Frigyes Karinthy : "Christ et Barabbas"
chimÈres
Cet homme politique, un excellent ami, a
supporté jusqu'au bout mon explosion de colère avec un sourire
fin et indulgent. Puis il y a mis un point final. Ce sont, a-t-il dit, autant
de chimères poétiques d'un esprit fantasque mal informé,
nul ou approximatif en géopolitique ou en théorie des valeurs,
infantilisme, peur des fantômes dans une pièce sombre. S'il y a
une guerre, ce n'est pas parce que les gens sont comme ci ou comme ça -
la paix ne dépend pas de leur capacité de reconnaître les
choses, de s'amender ou de se révolter. Tout cela est immaturité,
état d'âme, confusion, lyrisme - la réalité pour les
gens bien informés se déduit de quelques formules simples. Sur ma
demande d'en parler, il m'a fait une petite esquisse concise et sèche de
la situation du jour en Europe, de ses relations avec l'Amérique et
l'Asie ; il a cité quelques déclarations de grands hommes
d'État qui, à ma plus grande stupéfaction, ne signifiaient
jamais ce que l'homme d'État en question avait effectivement dit, mais
quelque chose de tout à fait différent, que seul un fin politique
bien informé pouvait comprendre. J'ai appris avec ébahissement
que la déclaration de Lloyd George selon laquelle l'Angleterre a
toujours tenu à cœur l'évolution pacifique des petits
États des Balkans signifiait en réalité que l’Italie
ne devait pas compter sur des colonies en Afrique.

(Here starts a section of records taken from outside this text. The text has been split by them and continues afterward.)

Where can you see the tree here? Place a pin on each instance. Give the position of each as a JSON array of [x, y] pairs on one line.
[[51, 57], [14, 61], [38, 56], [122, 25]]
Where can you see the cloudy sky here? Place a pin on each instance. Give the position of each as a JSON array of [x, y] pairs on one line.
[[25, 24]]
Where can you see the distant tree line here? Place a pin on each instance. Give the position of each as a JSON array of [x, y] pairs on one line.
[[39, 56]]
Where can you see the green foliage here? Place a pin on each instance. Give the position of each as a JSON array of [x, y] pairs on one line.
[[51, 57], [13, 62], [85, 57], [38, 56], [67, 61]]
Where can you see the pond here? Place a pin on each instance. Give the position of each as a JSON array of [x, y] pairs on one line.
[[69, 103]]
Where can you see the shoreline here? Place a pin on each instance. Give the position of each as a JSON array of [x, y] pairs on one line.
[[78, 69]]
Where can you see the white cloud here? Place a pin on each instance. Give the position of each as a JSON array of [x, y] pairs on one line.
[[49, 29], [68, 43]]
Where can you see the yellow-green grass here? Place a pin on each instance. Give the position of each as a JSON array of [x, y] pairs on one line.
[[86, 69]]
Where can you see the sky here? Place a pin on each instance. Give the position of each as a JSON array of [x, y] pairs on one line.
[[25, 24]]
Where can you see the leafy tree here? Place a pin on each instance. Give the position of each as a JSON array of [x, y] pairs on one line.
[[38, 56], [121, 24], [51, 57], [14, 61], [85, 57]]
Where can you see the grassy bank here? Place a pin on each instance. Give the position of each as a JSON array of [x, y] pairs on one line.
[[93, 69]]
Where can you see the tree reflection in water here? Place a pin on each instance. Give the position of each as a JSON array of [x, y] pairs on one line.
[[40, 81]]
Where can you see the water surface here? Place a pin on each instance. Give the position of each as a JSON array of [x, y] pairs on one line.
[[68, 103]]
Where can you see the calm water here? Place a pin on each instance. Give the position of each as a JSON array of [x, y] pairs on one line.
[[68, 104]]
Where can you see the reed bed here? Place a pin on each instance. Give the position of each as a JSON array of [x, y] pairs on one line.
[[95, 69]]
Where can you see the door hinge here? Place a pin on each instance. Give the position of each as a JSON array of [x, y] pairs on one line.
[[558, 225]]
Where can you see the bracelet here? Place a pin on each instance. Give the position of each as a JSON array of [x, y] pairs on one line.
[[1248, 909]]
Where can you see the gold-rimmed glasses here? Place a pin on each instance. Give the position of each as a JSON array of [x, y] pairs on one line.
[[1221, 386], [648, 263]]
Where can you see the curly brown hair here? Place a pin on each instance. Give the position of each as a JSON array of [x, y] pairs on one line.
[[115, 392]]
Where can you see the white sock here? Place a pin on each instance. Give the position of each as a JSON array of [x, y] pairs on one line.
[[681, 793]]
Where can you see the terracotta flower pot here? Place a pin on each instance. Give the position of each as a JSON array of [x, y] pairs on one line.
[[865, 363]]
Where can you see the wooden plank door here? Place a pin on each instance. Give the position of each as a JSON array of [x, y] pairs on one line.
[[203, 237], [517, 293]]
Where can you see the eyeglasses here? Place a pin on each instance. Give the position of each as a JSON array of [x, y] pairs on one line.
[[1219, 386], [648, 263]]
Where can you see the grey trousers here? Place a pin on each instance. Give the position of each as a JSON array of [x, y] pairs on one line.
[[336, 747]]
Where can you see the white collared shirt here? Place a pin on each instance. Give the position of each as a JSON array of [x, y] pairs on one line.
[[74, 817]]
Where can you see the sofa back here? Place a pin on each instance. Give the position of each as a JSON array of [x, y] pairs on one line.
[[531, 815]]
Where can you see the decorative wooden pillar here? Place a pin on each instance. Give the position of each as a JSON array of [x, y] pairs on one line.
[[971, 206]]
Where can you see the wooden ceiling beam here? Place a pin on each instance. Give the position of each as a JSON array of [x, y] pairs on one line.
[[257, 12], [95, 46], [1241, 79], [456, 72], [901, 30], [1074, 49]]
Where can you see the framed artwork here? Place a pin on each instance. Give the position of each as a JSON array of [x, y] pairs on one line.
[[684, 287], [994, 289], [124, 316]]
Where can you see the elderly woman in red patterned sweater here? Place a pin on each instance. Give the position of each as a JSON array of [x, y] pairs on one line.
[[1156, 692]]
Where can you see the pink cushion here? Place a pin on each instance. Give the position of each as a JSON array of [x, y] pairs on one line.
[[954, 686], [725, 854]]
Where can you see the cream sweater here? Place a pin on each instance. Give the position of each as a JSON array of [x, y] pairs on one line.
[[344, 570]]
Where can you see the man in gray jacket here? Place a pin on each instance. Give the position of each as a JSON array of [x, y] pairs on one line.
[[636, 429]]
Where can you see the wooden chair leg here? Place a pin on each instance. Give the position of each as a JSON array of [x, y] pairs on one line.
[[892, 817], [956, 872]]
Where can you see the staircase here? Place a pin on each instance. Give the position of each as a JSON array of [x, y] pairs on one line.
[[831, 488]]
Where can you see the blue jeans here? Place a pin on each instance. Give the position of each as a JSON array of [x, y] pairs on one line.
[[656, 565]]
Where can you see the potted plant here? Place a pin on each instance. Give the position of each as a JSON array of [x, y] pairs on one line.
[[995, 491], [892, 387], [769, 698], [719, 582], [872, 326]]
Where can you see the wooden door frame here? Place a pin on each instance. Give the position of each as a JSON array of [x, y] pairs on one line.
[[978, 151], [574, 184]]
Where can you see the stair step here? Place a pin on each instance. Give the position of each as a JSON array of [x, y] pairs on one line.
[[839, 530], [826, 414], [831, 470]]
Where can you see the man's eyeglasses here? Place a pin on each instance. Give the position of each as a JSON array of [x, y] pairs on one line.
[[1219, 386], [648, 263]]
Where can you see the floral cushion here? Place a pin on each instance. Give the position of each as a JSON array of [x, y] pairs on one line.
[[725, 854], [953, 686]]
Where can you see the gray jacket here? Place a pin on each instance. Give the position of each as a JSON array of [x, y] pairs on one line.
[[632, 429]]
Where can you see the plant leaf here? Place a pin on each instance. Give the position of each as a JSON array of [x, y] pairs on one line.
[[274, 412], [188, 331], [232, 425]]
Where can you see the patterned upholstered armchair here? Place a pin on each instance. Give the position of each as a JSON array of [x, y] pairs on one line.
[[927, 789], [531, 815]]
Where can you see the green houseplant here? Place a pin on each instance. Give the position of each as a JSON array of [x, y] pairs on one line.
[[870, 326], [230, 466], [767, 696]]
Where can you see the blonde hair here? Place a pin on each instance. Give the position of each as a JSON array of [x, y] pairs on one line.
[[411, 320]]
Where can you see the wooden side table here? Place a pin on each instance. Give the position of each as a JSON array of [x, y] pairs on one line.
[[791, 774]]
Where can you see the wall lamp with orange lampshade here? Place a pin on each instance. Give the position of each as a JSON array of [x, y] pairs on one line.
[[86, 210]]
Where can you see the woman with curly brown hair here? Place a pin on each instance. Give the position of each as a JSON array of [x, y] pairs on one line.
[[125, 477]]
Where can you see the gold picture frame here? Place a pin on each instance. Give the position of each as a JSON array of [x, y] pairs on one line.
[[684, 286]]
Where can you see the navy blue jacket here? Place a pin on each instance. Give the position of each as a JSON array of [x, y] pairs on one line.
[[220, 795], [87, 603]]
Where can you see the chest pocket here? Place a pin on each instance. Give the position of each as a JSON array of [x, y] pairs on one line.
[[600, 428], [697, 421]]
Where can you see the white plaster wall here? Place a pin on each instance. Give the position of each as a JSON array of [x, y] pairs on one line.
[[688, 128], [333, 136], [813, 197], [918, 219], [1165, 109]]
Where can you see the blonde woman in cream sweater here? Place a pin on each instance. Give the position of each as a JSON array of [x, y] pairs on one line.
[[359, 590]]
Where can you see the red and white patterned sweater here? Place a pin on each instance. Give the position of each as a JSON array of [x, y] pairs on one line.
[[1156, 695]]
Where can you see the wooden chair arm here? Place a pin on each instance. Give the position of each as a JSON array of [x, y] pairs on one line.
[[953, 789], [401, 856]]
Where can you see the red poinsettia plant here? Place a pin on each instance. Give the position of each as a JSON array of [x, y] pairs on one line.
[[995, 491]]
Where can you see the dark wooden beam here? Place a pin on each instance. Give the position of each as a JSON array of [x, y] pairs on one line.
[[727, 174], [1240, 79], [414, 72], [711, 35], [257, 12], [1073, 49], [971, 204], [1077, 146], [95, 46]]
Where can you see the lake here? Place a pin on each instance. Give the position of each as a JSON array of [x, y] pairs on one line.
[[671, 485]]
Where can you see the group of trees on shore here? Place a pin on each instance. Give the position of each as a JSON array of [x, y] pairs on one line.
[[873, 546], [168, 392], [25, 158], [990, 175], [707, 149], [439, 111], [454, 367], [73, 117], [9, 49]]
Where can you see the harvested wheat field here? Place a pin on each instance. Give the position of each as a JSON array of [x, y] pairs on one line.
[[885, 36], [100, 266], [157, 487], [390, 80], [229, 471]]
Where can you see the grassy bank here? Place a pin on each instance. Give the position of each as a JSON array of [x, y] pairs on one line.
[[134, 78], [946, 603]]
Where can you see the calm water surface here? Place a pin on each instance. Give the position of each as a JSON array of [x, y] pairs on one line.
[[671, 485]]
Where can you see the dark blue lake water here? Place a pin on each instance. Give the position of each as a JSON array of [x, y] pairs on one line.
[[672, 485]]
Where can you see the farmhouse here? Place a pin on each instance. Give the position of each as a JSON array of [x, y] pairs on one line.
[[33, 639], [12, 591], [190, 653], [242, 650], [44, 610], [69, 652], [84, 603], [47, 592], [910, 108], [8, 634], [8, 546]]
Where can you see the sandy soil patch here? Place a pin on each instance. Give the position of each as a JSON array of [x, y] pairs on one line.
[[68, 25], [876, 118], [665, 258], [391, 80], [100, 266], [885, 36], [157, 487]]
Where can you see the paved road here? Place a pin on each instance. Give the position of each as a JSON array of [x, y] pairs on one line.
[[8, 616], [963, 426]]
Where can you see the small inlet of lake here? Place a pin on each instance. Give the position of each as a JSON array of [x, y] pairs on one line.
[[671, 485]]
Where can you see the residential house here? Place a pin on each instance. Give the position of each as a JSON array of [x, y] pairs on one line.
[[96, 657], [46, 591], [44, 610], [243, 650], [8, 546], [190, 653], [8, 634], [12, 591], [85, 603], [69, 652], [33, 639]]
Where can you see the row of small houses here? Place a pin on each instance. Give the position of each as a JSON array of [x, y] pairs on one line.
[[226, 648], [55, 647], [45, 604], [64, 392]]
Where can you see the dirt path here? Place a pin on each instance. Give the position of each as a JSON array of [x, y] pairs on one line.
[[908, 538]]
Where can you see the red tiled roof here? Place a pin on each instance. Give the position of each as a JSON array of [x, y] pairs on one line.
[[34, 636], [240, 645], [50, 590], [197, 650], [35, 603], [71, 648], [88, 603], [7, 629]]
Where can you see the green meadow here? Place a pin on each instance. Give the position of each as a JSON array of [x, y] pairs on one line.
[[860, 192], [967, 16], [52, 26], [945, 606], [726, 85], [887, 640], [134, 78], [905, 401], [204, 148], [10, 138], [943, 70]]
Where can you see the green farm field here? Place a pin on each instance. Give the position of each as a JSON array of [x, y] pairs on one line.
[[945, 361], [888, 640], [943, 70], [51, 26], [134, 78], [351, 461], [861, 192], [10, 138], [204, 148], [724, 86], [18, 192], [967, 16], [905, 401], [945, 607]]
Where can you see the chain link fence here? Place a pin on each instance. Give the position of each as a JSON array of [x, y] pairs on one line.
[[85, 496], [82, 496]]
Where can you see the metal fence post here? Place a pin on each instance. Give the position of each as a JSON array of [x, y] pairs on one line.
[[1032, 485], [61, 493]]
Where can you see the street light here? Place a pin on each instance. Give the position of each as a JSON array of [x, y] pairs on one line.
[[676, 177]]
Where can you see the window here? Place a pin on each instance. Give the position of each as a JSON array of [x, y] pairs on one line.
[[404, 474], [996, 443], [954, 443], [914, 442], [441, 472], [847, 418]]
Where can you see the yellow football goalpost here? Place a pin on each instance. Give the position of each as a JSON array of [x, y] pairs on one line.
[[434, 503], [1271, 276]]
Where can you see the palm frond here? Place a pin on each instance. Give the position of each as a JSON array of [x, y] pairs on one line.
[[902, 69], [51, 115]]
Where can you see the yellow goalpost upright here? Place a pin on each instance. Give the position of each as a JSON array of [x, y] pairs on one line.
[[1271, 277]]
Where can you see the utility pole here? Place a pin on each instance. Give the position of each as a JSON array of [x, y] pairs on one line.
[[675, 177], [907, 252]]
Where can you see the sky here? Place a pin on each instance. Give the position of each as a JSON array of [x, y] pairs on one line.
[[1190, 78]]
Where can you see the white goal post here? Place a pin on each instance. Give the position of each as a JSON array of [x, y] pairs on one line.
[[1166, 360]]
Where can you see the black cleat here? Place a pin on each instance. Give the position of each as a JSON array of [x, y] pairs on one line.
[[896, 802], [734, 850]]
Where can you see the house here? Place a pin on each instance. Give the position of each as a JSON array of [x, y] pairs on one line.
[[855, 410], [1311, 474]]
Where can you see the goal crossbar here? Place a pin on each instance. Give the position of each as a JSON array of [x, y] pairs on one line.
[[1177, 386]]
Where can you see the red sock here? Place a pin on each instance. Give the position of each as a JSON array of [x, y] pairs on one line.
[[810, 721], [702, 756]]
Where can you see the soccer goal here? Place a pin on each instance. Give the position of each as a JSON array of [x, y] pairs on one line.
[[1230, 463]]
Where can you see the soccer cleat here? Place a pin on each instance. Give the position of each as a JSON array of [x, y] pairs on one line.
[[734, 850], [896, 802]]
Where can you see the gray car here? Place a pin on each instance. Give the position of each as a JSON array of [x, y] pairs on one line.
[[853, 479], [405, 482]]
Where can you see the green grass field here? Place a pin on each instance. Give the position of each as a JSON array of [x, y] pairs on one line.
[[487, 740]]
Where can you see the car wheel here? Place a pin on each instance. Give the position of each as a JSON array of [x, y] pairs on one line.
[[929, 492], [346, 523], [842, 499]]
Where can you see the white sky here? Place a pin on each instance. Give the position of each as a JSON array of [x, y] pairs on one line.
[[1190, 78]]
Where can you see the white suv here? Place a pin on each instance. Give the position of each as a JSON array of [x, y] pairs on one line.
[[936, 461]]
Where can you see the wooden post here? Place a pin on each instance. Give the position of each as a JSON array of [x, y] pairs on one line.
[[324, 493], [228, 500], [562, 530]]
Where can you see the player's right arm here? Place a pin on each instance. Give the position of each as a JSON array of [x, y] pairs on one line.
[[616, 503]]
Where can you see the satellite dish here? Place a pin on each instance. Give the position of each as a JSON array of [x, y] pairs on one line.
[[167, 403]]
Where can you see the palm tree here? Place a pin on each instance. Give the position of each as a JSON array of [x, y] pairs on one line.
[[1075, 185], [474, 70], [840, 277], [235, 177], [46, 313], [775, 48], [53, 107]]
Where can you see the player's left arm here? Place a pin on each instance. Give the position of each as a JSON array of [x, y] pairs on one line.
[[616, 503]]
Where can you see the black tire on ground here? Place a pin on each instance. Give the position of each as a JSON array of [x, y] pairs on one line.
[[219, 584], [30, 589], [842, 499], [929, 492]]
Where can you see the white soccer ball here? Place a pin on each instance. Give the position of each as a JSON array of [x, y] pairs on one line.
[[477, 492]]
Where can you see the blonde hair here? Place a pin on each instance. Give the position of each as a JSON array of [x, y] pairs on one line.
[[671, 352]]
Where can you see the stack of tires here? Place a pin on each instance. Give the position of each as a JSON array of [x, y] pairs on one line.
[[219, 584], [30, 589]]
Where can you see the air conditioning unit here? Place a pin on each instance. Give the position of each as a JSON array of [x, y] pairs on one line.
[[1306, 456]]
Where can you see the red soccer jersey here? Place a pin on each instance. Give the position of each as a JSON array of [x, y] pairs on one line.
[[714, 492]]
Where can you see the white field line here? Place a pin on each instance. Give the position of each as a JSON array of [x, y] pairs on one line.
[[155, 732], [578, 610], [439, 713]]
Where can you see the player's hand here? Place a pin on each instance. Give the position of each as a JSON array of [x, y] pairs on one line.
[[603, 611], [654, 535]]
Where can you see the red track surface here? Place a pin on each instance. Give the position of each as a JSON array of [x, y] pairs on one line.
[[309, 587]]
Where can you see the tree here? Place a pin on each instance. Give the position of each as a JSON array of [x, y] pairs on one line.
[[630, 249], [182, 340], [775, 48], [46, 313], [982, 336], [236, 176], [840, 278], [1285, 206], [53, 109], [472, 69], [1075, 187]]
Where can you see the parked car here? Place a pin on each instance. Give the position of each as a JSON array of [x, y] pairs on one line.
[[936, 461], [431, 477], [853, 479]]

J'ai appris avec surprise
que le discours de Cecil Robert dans lequel, ému aux larmes, il a fait
allusion à la misère indescriptible des invalides à leur
retour en Belgique n'était que la simple déclaration que la
France serait prête, après la guerre, à une association
commerciale avec l'Autriche-Hongrie de façon à menacer Wilson qui
deux mois auparavant, dans son toast sur l'avenir de l'humanité, avait
fait allusion à un contrat d'oléagineux à conclure avec le
Japon, de nature à paralyser militairement le Canada, au point qu'il
serait obligé de mettre le Canal de Panama à la disposition des
bateaux américains. J'ai été confus d'apprendre que si
Balfour souhaitait que la guerre dure encore au moins deux ans, ce n'est pas du
tout parce qu'il serait une sorte de vieillard sanguinaire et pervers comme je
le supposais, mais tout simplement parce que l'Angleterre est consciente que
pour former un bloc commercial réaliste avec l'Europe Centrale dans une
alliance germano-britannique future, la Russie devrait être suffisamment
épuisée économiquement pour laisser prévaloir les
intérêts asiatiques de l'Italie, ce qui ne pourrait être rendu
possible que par un État politique slave entouré par un espace
douanier autonome suffisamment important. J'ai pris acte avec soulagement que
le traité de paix prévu il y a deux mois et qu'on
prétendait déjà conclus et qui pourtant est tombé
à l'eau à la dernière minute n'aurait pas du tout
été dans notre intérêt, comme nous le croyions, (moi
et mon ami compositeur tombé la semaine dernière dans les
combats) - nous étions tous les deux dans l'erreur parce que si nous
avions fait la paix deux mois plus tôt, alors l'Allemagne n'aurait pas
reçu les parties occupées de la Prusse Orientale, elle aurait
été obligée d'importer des céréales
hongroises faisant monter le prix des articles industriels et affaiblissant par
là même l'industrie mécanique, tout en renforçant la
classe des commerçants, entravant l'union douanière, et plus un
seul porc ne serait parvenu dans le pays en provenance de la Serbie.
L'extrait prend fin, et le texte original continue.